Wikipedia has a brief history of the project (as it is still incomplete).

looking carefully at the oldest section of the Sagrada you can see that its not simply decorated with ornaments and statues but it is like an entire organic composite of artworks.

As it happens with a lot of sculpture the sculptor has decided that it needs to be looked at from directly below, rather than from across the street in this example.

Moving in closer totally changes the perspective on the art. So standing up there on the top of the stairs gives this perspective, with the statues looking more natural.


Things aren't only restricted to the iconography of christianity, with many things being represented, such as this hge snail element, one of a repeating sequence (all different).

Around the front, the sculpture is quite different (well it is some century later)


with a more modern look to it.


Getting into the Sagrada was a bit confronting, with the queue going around the block. However before abandoning this I asked someone at the head of the line how long it had been and it was only an hour. Fukit I thought ... its only an hour ... I spent as much getting OUT of Italy.


Getting in was so well worth it. The interior is simply stunning.

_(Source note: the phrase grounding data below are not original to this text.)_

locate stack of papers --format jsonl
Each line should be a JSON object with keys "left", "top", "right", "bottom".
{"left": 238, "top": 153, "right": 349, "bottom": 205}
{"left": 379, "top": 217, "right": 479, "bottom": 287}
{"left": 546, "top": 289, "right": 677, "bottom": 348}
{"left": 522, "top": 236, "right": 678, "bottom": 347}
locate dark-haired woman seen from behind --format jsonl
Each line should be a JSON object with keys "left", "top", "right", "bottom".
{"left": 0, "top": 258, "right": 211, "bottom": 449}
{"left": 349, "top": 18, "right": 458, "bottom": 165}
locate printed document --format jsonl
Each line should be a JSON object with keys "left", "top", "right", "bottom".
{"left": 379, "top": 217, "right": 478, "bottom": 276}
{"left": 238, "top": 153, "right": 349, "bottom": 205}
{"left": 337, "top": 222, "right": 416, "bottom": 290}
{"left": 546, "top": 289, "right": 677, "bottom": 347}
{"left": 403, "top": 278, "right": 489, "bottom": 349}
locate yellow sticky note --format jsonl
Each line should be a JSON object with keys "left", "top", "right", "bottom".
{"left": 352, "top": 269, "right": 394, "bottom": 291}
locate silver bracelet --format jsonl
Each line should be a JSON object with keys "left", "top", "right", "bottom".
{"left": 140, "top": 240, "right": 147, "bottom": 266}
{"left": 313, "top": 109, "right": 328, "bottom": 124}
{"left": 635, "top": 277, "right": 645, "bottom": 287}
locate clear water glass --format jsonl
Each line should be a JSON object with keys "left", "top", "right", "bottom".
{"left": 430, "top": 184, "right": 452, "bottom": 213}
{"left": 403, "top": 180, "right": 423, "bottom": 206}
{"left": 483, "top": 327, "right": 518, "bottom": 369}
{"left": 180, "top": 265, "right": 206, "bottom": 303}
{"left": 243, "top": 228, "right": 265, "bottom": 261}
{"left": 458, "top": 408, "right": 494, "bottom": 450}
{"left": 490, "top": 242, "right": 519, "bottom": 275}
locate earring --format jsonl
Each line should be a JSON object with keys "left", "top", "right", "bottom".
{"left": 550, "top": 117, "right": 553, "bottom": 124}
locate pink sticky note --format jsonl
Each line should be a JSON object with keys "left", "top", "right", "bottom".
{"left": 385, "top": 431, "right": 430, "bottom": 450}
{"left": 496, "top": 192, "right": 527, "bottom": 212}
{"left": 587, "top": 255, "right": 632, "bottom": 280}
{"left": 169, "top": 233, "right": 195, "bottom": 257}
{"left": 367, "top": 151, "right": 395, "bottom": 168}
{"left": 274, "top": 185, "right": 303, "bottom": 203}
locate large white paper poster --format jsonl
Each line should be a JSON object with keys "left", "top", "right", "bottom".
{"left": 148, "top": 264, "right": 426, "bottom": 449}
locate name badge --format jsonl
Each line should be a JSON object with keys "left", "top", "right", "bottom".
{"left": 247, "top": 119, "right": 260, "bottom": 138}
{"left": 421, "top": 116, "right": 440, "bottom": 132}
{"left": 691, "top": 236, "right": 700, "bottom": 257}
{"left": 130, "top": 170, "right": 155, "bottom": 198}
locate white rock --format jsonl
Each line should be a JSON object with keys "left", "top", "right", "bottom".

The central support columns are enormous and branch in a quite interesting manner. Looking at this image you can just see some people there on the yellow fence in the left hand side at the bottom for some scale. Looking up from that fence the ceiling is quite magnificent, with one portion nearly completed to give an idea of what the interior will be like.


Zooming in for more detail again you can see the glitter in the ceiling is from golden tiles.


there are fantastic repeating (almost fractal like) elements of the crucifix symbol and what can only be described as a spine.

Its hard to envisage the completed interior, but this image of one section near the entry (the one pictured above) shows a hint of the colours in the ceiling above and the stained glass.

Not all of the windows are fitted yet with the stained glasses (well, it is still a construction site). You can see some of the elements such as the spiral stair cases and balconies.

One very important note: don't stop at the chruch (construction site) interior, once you have looked enough there, there is a museum down below. This is well worth a visit and explains the architecture and how he designed the load bearing members (as well as heaps of stuff about the art). These include some great models to help you get the bigger picture until it is completed.



if you're in Barcelona, its a must see in my view.